We are evaluating Temporal for a webhook service that processes change events (add/remove) received from a GCP Pub/Sub subscription. At peak load, the service must handle 50-100k events per second. The reason why we are interested in temporal is because we have delivery state to manage (success/failed/pending etc).
My primary concern is whether Temporal can scale to this level of throughput. Is Temporal a suitable choice for this use case, or would a custom service for Pub/Sub subscriptions, retries, and state management be more appropriate?
Temporal scales to millions of concurrently executing workflows, but the number of events per second that a single workflow instance can handle is limited.
So one question is, is the processing of each change event independent (not relying on data received in previous change events)? Could, for example, each change event be processed by a different workflow?

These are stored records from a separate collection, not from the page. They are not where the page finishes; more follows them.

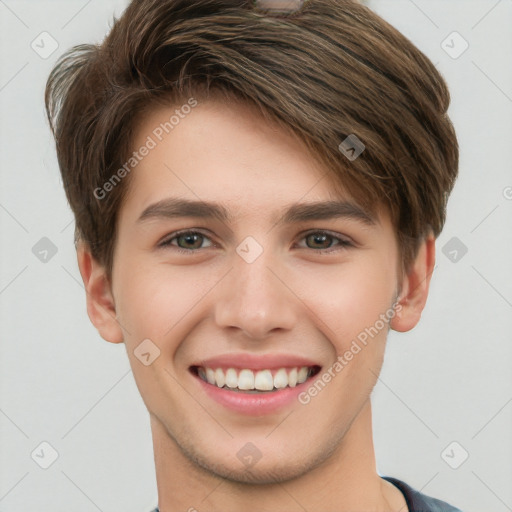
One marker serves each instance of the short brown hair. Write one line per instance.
(331, 69)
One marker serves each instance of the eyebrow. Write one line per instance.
(296, 213)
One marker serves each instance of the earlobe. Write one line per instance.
(100, 301)
(415, 288)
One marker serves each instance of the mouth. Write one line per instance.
(249, 381)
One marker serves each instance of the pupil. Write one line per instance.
(320, 239)
(189, 239)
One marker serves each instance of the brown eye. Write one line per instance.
(319, 240)
(324, 241)
(187, 241)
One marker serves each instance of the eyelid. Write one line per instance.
(344, 241)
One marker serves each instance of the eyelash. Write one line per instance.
(343, 243)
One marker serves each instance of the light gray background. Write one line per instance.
(449, 380)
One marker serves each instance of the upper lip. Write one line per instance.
(255, 362)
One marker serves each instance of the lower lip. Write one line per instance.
(253, 404)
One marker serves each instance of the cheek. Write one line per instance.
(156, 299)
(353, 298)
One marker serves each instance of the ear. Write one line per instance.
(100, 301)
(413, 296)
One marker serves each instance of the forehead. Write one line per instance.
(225, 153)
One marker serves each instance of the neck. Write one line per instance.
(345, 481)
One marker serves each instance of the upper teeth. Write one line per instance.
(263, 380)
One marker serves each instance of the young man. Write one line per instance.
(257, 195)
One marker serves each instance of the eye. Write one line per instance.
(322, 241)
(186, 241)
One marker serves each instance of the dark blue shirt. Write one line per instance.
(416, 501)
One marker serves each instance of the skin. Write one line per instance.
(318, 456)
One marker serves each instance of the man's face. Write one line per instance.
(256, 291)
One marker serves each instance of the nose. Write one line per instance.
(255, 299)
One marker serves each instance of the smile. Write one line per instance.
(255, 381)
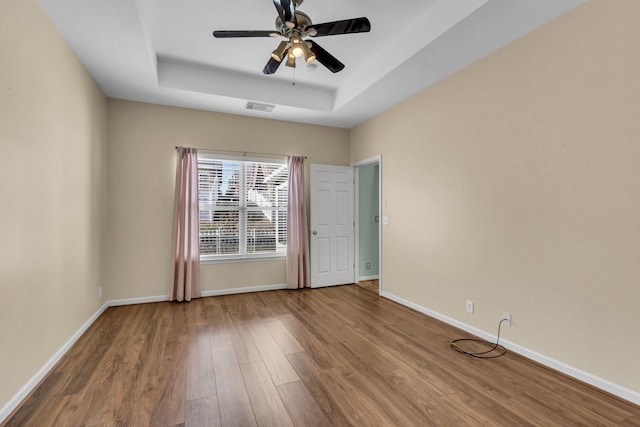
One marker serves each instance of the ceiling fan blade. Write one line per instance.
(346, 26)
(325, 58)
(286, 10)
(232, 34)
(272, 66)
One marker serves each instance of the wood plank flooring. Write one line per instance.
(337, 356)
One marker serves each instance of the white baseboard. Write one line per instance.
(141, 300)
(17, 399)
(217, 292)
(615, 389)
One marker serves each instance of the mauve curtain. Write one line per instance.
(185, 265)
(297, 231)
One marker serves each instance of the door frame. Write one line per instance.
(371, 160)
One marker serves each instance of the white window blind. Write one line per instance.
(243, 208)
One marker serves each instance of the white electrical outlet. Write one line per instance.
(506, 316)
(470, 306)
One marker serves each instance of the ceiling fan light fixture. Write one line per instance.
(280, 51)
(291, 60)
(297, 47)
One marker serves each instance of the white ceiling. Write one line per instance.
(163, 51)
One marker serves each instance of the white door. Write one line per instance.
(332, 225)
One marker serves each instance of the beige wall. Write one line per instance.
(142, 138)
(52, 187)
(515, 183)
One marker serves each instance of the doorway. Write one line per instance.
(368, 223)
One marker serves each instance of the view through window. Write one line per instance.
(243, 207)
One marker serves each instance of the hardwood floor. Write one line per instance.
(370, 285)
(337, 356)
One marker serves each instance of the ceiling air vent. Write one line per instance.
(267, 108)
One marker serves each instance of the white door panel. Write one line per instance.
(332, 225)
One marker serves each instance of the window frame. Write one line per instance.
(243, 211)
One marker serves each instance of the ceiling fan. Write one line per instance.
(294, 26)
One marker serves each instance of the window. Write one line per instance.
(243, 207)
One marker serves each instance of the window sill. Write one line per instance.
(228, 259)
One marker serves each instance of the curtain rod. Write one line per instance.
(240, 152)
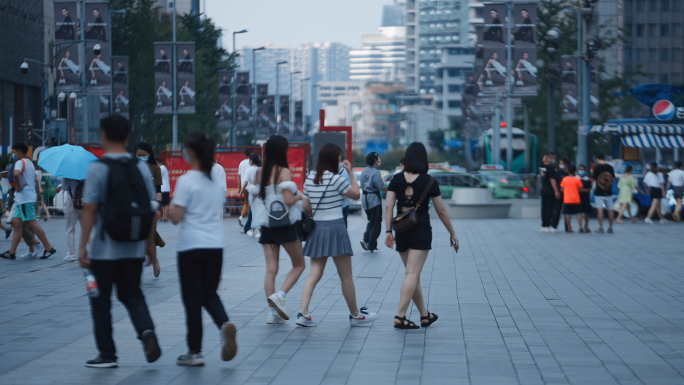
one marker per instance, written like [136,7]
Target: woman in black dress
[405,190]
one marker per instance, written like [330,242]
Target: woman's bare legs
[315,274]
[414,265]
[344,271]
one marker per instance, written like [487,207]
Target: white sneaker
[274,318]
[278,304]
[363,318]
[190,359]
[305,321]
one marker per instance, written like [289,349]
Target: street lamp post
[254,105]
[277,101]
[233,127]
[290,107]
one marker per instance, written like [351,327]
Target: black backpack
[127,215]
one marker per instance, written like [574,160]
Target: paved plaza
[516,307]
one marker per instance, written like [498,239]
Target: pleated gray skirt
[328,239]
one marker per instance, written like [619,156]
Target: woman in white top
[324,193]
[676,180]
[196,205]
[273,194]
[655,184]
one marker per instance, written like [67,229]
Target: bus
[484,146]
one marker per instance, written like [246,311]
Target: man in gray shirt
[115,262]
[371,184]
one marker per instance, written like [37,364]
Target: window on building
[664,30]
[653,30]
[664,54]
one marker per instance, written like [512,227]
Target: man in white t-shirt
[244,165]
[25,203]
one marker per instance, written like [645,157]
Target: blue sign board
[380,146]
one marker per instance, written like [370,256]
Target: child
[572,205]
[585,196]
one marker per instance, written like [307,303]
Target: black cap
[372,158]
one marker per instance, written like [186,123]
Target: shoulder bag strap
[425,192]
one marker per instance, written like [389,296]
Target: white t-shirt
[652,180]
[218,175]
[28,180]
[676,177]
[166,186]
[244,165]
[202,224]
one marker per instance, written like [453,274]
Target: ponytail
[203,146]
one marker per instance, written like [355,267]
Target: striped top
[330,206]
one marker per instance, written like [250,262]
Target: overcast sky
[291,22]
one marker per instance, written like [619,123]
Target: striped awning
[661,129]
[653,140]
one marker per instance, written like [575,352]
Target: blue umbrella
[66,161]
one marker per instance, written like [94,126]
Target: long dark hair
[275,156]
[203,146]
[148,149]
[328,160]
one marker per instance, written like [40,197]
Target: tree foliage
[134,34]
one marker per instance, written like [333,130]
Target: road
[516,307]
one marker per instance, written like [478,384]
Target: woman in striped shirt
[324,193]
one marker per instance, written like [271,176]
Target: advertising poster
[67,63]
[186,78]
[98,66]
[163,82]
[494,32]
[120,86]
[494,70]
[569,90]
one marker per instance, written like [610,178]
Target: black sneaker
[100,362]
[48,253]
[7,255]
[150,345]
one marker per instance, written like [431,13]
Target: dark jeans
[548,204]
[345,214]
[200,273]
[373,227]
[125,274]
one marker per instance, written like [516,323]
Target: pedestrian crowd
[123,196]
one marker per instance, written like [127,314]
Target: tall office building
[382,57]
[430,23]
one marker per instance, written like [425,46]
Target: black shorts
[165,199]
[278,235]
[656,192]
[419,238]
[572,209]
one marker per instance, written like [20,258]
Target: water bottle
[91,284]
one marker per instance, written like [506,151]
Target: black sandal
[405,324]
[432,320]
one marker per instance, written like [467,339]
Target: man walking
[371,183]
[25,203]
[118,180]
[604,175]
[549,193]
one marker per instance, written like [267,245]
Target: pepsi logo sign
[664,110]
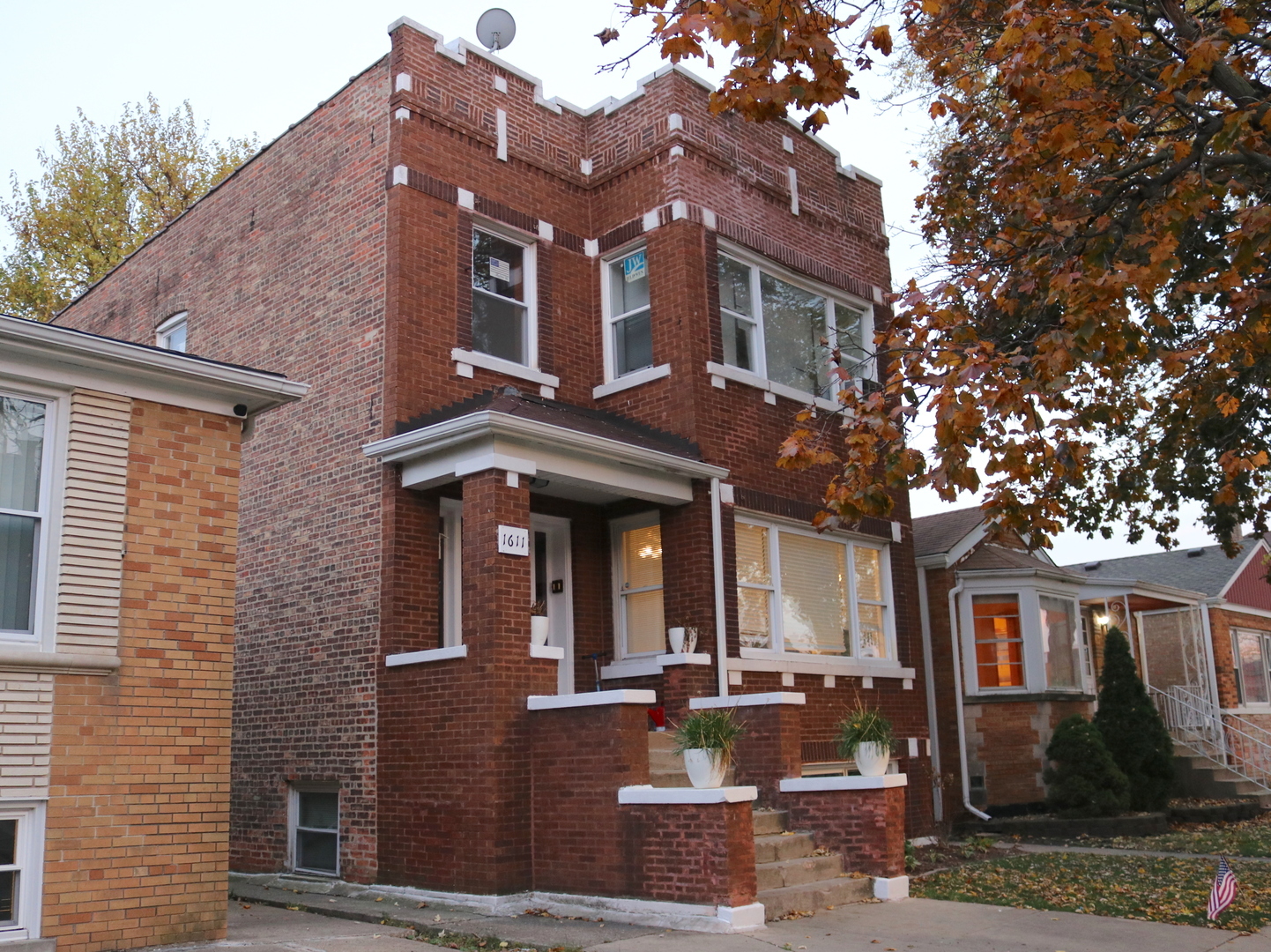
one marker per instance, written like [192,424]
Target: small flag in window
[501,271]
[1224,889]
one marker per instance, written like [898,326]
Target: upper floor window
[172,334]
[502,323]
[783,331]
[638,578]
[628,331]
[23,511]
[814,595]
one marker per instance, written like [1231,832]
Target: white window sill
[807,785]
[474,359]
[422,658]
[762,660]
[629,380]
[630,669]
[590,699]
[687,794]
[744,376]
[683,658]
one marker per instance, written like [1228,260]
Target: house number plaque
[514,541]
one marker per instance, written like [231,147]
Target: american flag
[1224,889]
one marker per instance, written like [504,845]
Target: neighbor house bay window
[783,331]
[813,595]
[22,511]
[501,298]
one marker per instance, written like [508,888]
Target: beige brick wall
[137,851]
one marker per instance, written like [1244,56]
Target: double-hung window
[811,594]
[638,577]
[23,512]
[628,331]
[1252,662]
[784,331]
[502,323]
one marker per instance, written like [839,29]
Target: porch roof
[567,451]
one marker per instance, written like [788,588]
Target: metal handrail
[1227,740]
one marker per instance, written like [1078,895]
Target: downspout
[957,698]
[925,617]
[717,555]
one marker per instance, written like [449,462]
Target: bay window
[810,594]
[783,330]
[502,321]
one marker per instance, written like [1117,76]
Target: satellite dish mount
[496,29]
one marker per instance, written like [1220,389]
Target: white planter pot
[872,759]
[676,637]
[706,767]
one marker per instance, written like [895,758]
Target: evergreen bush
[1133,728]
[1083,779]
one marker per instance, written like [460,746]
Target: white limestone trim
[891,889]
[635,911]
[590,699]
[635,379]
[498,365]
[747,701]
[808,785]
[687,794]
[629,669]
[423,658]
[59,662]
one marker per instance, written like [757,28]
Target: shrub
[1133,730]
[1083,779]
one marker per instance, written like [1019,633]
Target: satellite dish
[496,29]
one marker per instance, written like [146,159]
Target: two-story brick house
[553,353]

Note however that once you handle events in different workflows, there’s no guarantee that the events will be handled in any particular order. If, for example, you might have a change event {"a": 1} followed by {"a": 2} (and the intent is that the final result be that a is 2), if you have different workflows delivering those events then {"a": 1} might be delivered last (with a final result that a is 1).
Thus, if for a particular object that you’re processing change events for, you need to process those events in order, then you’d need to have a workflow instance for each object.
Then you’d need to consider whether the volume of events for a particular object might be too high for a single workflow to handle.